今日の喫茶店

また、母親が娘に勉強を仕込んでいる現場を目の当たりにした。喫茶店でどこぞのドリルを解かせて、答えを誤ったというので紙を取り上げ、指差し、机を叩いて怒っている。「お正月に羽根を『あげる』?そんなのおかしいでしょ!」俺は大人だから正答が「羽根を『つく』」だと分かるが、かわいそうに女の子は母親の目を見つめて「はい」「はい」と繰り返すことしかできない。母親が子供の腰と胸を押さえて背すじを無理矢理伸ばしながら何ごとか吹き込んでいるのは、動物にしつけをする時には正しいやり方だ。母親にも固守しなければならないことがあるんだろう、娘の脳に期待するところがあるんだろう、こんな教育ではマトモに子供が成長するとは思えないが、げに恐ろしきは女性のヒステリーだ。こんな調子じゃきっとこの子はぐれるだろう。むしろそうなって欲しいと思う。10年後にそういう女の子を見かけたら、この子を思い出せるようにしよう…と思った。

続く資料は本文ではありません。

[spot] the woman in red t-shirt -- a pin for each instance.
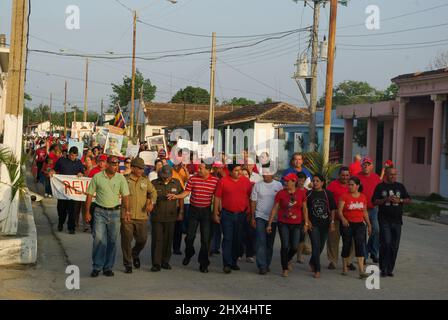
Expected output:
(289, 208)
(352, 211)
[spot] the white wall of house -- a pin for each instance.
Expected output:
(153, 130)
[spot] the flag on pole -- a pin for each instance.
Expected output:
(119, 119)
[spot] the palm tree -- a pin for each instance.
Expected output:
(314, 162)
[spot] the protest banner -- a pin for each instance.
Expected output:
(115, 130)
(81, 130)
(149, 157)
(101, 136)
(77, 144)
(65, 187)
(113, 145)
(205, 151)
(132, 150)
(185, 144)
(155, 143)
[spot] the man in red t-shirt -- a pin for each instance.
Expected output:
(355, 166)
(102, 164)
(369, 180)
(232, 197)
(202, 187)
(41, 155)
(338, 188)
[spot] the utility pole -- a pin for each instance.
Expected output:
(133, 74)
(102, 108)
(85, 92)
(13, 130)
(65, 110)
(211, 120)
(329, 83)
(314, 62)
(51, 103)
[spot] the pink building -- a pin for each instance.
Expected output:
(415, 132)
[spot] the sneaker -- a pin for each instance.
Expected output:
(108, 273)
(166, 266)
(155, 268)
(186, 261)
(136, 262)
(127, 269)
(363, 275)
(94, 273)
(290, 266)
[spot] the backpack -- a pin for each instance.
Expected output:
(41, 155)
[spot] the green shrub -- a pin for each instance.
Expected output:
(422, 210)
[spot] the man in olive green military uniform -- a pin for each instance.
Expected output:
(164, 217)
(142, 198)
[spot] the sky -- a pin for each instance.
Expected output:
(410, 35)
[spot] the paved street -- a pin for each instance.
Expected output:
(420, 273)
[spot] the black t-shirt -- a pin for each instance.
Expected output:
(320, 204)
(392, 213)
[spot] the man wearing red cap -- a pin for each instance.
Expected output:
(102, 164)
(369, 180)
(232, 197)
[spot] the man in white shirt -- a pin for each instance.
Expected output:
(262, 202)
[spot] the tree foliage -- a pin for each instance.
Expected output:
(194, 95)
(239, 102)
(122, 92)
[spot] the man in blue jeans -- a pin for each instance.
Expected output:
(232, 197)
(108, 185)
(262, 202)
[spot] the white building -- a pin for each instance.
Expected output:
(4, 61)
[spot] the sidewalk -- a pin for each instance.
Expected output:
(421, 241)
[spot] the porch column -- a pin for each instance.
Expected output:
(372, 130)
(348, 141)
(437, 125)
(401, 134)
(394, 141)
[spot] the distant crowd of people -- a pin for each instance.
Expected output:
(238, 207)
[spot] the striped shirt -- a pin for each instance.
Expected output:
(202, 190)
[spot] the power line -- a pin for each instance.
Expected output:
(209, 36)
(124, 6)
(255, 79)
(393, 32)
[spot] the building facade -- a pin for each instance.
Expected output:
(415, 131)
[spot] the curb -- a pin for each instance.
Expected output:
(22, 248)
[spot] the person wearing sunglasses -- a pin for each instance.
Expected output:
(290, 206)
(369, 180)
(107, 186)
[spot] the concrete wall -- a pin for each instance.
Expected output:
(444, 162)
(416, 176)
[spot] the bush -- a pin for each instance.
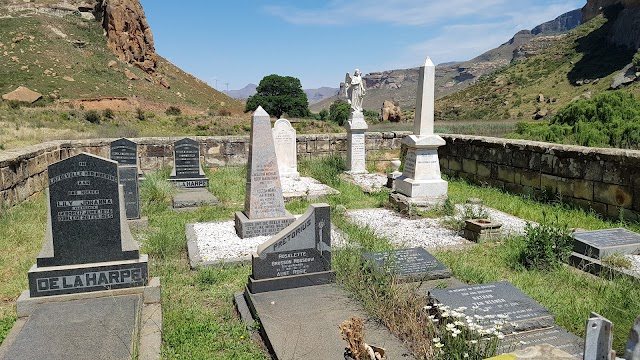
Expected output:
(92, 116)
(546, 246)
(173, 111)
(108, 114)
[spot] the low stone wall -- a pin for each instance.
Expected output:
(23, 172)
(605, 180)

そのあと隣の席に座ったおっさんが女子大学生に一方的に語りかけているのを目にすることができた。最初は携帯の使い方の話だったか、まだ元気あり余っていますという風のその人は昔に起業したということで、いまは自由にやっています、決心のタイミングが早くても遅くても駄目だったと思うんだよねというようなことを聞かれもしないのに話し始めて、相手の学生も喜んで聞いている訳ではないのだが妙に相槌を打つため話が長々と続いているのだった。話が途切れて学生が作業に戻ってもまた何のと話題を見つけては喋り始める。反対側には俺がいるんだが俺には喋ることないのかと思う。おじさんそろそろ帰るかという感じになったので会話が気になって読書に集中できなかった俺はホッとしたんだけど最後に誕生日など尋ねやがってそれに答える方もどうかと思うがその男、「じゃあ僕と一緒だね、金星の…」とまた話し始め、ラッキーカラーだとか適性のある職業を長々と語って帰っていった。